Across the rugged and mountainous Balkan landscape, “Honeyland” reveals itself first as a story on the dangers within humanity’s witless trampling of natural resources, and second as a tale of survival. The film recites the duality of man through its core conflict between the hardened Hatidze and the problematic strangers who threaten her and her livelihood. Through sweeping shots that posit the Balkan region as an agent in this struggle, the debut documentary of directors Ljubomir Stefanov and Tamara Kotevska is a powerhouse of emotion.
Opening with Hatidze’s tender and well-worked navigation of a rocky landscape, the film immediately defines her as the heroine of the work. With footage taken over three years, the documentary easily settles into the workings of a narrative without ever feeling like one. The film carefully avoids leaning into any tendency to tell a contrived or manufactured story. Rather, the audience is taken through an intimate look into the lives of a community of people much like any others, doing their best and getting by as best as they can.
As such, the near ambiguity of hero and villain, instead of muddling intentions leaves the viewer with what can only be described as a sanguine and honest film.
By exploring Hatidze’s almost paradoxical existence as chronically independent and ever-tied to the mother-daughter bond that grounds everything she does, the film steeps its tale in eccentricities that combat any malaise that could threaten to color the film. With an ailing mother and an ever-present threat, it could easily appear that Hatidze, alone and armed only with her morals, is the David to the intruding Turkish family’s Goliath. Yet, the film strikes an even flow between bitter humor and humanity that never overdramatizes its primary conflict.
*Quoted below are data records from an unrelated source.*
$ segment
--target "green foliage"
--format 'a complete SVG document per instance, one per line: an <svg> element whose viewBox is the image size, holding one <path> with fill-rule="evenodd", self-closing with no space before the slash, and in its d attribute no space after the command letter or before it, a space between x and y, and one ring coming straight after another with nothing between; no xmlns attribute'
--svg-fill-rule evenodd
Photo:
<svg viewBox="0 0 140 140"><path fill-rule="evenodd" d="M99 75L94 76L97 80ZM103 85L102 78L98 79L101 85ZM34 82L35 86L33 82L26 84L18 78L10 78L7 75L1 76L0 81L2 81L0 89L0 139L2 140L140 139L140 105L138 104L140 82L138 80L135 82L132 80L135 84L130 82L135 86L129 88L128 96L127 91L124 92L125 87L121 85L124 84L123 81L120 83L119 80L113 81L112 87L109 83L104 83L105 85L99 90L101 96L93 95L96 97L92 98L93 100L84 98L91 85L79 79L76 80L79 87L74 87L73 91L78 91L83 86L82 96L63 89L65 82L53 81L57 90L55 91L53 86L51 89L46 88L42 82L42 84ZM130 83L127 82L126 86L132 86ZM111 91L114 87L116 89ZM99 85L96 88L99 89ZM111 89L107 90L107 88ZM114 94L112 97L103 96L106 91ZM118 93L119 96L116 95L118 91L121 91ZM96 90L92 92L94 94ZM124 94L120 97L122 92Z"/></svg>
Visually, the film drips with the golden honey that drives the narrative. Though it serves as the backdrop of a legitimate struggle, the world of the film and of this community is still beautiful. Hatidze operates on a “half for me, half for them” rule when harvesting honey, and it is this principle that drips from filmmaker to audience: A mutually gratifying and authentic account of the human condition and all that comes with it.